The UK property market has had some time to assess and digest Brexit’s impact on property prices and what this could entail.
Back in the summer of 2016, the UK public voted to leave the European Union but it wasn’t until 1st January 2021 that the agreed deal for this departure came into effect. It followed months of negotiation between the UK government and the EU over the terms of the deal.
Now we’ve had some time to assess the property market following Brexit, what has its impact been?
In the initial wake of the Brexit vote, property prices stalled briefly then continued to rise, albeit at a slower pace in comparison to previously recorded figures. According to research from Nationwide, the average price of a UK home increased by 0.5% in July 2016, compared with June 2016. This was up 5.2% compared to a year earlier, taking the average UK home value to £205,715.
Since then, demand for property has continued to rise with the average house price increasing to £253,000 over the course of 2020.
As the UK property market is governed by laws confined to our domestic market, Brexit’s impact has been limited. Instead, the effects of the EU departure can be more obviously be seen in UK trade, business and commercial operations.
COVID-19 vs Brexit
Instead, the impact of Brexit has been overshadowed by that of the COVID-19 pandemic.

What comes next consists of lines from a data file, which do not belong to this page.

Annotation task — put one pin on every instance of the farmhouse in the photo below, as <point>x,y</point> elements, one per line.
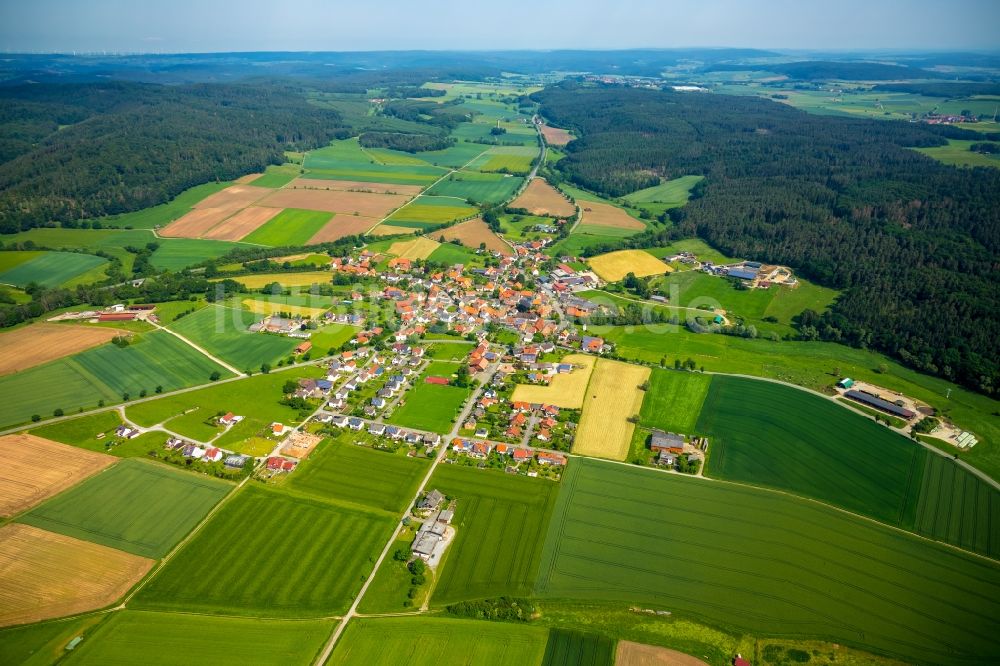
<point>666,441</point>
<point>866,398</point>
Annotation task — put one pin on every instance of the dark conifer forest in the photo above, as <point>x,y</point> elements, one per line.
<point>913,243</point>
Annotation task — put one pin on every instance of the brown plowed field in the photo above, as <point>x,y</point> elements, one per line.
<point>354,185</point>
<point>474,232</point>
<point>234,197</point>
<point>45,575</point>
<point>389,230</point>
<point>35,469</point>
<point>555,136</point>
<point>540,198</point>
<point>343,225</point>
<point>338,201</point>
<point>242,223</point>
<point>196,223</point>
<point>39,343</point>
<point>605,215</point>
<point>637,654</point>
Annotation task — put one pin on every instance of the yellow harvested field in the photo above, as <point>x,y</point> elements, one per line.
<point>474,233</point>
<point>364,204</point>
<point>285,279</point>
<point>593,214</point>
<point>540,198</point>
<point>266,307</point>
<point>555,136</point>
<point>354,186</point>
<point>637,654</point>
<point>613,266</point>
<point>564,390</point>
<point>612,397</point>
<point>33,345</point>
<point>36,468</point>
<point>418,248</point>
<point>389,230</point>
<point>45,575</point>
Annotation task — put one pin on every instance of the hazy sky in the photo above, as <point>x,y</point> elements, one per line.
<point>359,25</point>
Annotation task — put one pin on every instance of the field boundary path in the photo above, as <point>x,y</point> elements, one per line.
<point>331,643</point>
<point>238,373</point>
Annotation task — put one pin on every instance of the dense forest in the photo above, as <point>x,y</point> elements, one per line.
<point>84,150</point>
<point>914,243</point>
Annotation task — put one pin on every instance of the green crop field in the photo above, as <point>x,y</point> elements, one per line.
<point>331,336</point>
<point>137,506</point>
<point>815,365</point>
<point>510,159</point>
<point>130,637</point>
<point>103,373</point>
<point>429,211</point>
<point>959,508</point>
<point>193,414</point>
<point>223,332</point>
<point>277,176</point>
<point>49,269</point>
<point>292,226</point>
<point>957,153</point>
<point>479,187</point>
<point>346,160</point>
<point>781,437</point>
<point>673,193</point>
<point>269,553</point>
<point>431,407</point>
<point>501,521</point>
<point>177,253</point>
<point>767,563</point>
<point>427,641</point>
<point>163,214</point>
<point>340,470</point>
<point>155,359</point>
<point>673,401</point>
<point>567,647</point>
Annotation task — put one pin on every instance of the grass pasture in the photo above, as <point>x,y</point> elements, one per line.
<point>270,554</point>
<point>340,470</point>
<point>958,508</point>
<point>501,521</point>
<point>292,226</point>
<point>770,564</point>
<point>614,266</point>
<point>45,575</point>
<point>479,187</point>
<point>223,332</point>
<point>137,506</point>
<point>431,407</point>
<point>563,390</point>
<point>428,641</point>
<point>567,647</point>
<point>35,469</point>
<point>103,373</point>
<point>49,269</point>
<point>814,448</point>
<point>613,396</point>
<point>164,639</point>
<point>674,399</point>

COVID-19 quickly changed the property market by effectively closing it for seven weeks during the first national lockdown that started in March 2020. The Bank of England had to lower interest rates to 0.1% to support the economy.
Since then, a series of measures from Chancellor of the Exchequer, Rishi Sunak, has helped to keep the property market stimulated.
Stamp duty tax extension
The UK government’s decision to cut stamp duty tax has had a huge impact on ensuring property sales keep happening. This was first announced in July 2020 and, as lockdown restrictions have persisted, the cut has been extended. It will now run until 30 September 2021.

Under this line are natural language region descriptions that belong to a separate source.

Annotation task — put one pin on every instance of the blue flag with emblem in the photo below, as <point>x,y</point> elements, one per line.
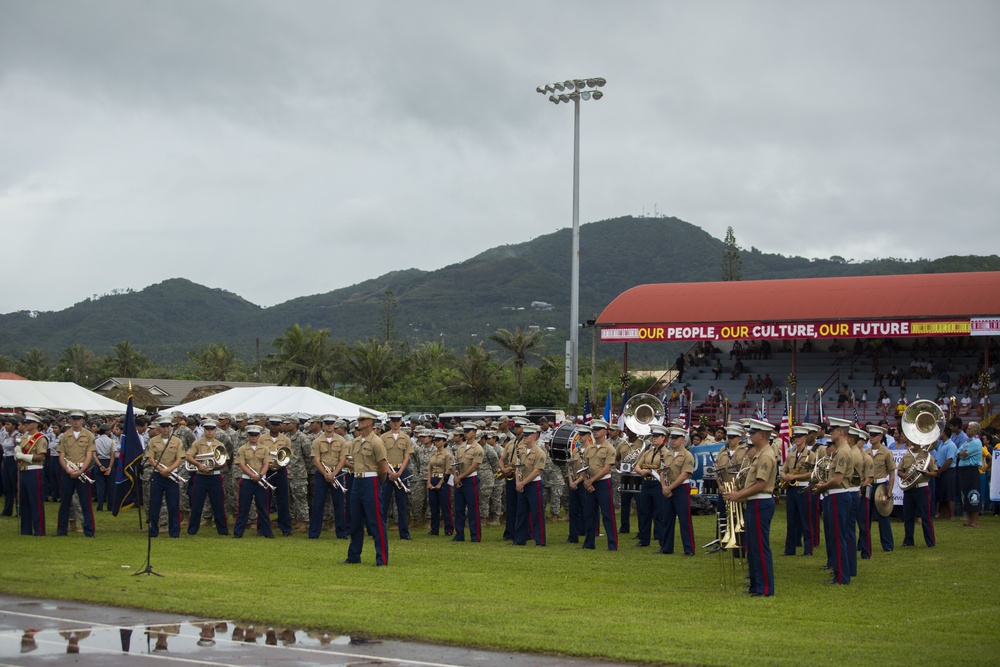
<point>127,480</point>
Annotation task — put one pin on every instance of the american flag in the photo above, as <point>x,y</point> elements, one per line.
<point>785,433</point>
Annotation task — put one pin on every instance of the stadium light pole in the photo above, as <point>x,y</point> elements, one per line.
<point>575,91</point>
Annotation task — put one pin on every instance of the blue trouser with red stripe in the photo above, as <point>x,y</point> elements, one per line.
<point>757,527</point>
<point>366,510</point>
<point>884,525</point>
<point>530,513</point>
<point>161,488</point>
<point>600,502</point>
<point>440,503</point>
<point>322,489</point>
<point>917,502</point>
<point>677,508</point>
<point>210,486</point>
<point>798,520</point>
<point>467,500</point>
<point>67,487</point>
<point>30,503</point>
<point>250,490</point>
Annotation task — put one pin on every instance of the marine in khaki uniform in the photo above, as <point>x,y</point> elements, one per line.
<point>76,447</point>
<point>327,450</point>
<point>756,493</point>
<point>164,455</point>
<point>368,458</point>
<point>253,461</point>
<point>398,450</point>
<point>530,508</point>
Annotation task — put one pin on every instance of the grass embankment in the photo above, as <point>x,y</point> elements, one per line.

According to Nationwide, UK property prices have accelerated at their fastest rate in almost six years.
This has, in part, been attributed to the economic stimulus put in place by the Government, alongside lifestyle changes now sought by many as a result of the lockdown.

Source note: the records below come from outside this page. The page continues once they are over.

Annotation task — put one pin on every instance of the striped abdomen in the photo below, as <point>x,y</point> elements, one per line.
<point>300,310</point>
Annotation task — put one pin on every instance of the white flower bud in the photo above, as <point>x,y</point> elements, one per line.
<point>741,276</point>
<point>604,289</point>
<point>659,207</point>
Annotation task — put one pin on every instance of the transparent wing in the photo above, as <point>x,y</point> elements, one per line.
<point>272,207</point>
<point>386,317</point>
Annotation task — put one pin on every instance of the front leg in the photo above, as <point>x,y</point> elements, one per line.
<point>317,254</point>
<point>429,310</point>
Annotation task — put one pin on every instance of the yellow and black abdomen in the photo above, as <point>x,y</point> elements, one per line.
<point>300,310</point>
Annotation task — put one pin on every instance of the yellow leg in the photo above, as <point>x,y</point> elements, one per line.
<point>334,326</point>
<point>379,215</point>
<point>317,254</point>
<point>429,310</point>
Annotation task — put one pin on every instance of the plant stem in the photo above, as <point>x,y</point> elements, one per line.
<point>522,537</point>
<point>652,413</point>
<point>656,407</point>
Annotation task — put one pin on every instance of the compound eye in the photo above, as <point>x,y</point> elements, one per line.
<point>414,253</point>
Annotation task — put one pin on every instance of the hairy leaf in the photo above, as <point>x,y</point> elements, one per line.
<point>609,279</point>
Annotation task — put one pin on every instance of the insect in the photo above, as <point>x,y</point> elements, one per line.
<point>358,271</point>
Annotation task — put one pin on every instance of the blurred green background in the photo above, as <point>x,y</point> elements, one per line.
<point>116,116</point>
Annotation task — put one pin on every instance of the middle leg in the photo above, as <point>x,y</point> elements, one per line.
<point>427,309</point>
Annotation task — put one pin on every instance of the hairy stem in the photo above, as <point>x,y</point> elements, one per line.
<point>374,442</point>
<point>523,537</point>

Many of us have re-evaluated how and where we live if there is no longer a need to travel to work as a result of lockdown restrictions.
What's next for the property market?
So, what does the future look like for the UK property market? It is still difficult to predict what might happen next, or at least after the stamp duty tax holiday ends in September this year.
The UK economy saw its biggest crash in output in more than 300 years in 2020 when it slumped by 9.9%. Although the property market has been saved by the Government’s intervention and a wider economic recovery is anticipated in 2021 as restrictions ease, many commentators are tentative about predicting the future. Rather than Brexit, the future of the property market is more closely connected with the effective roll-out of the COVID-19 vaccination programme; for now, the property market is still moving.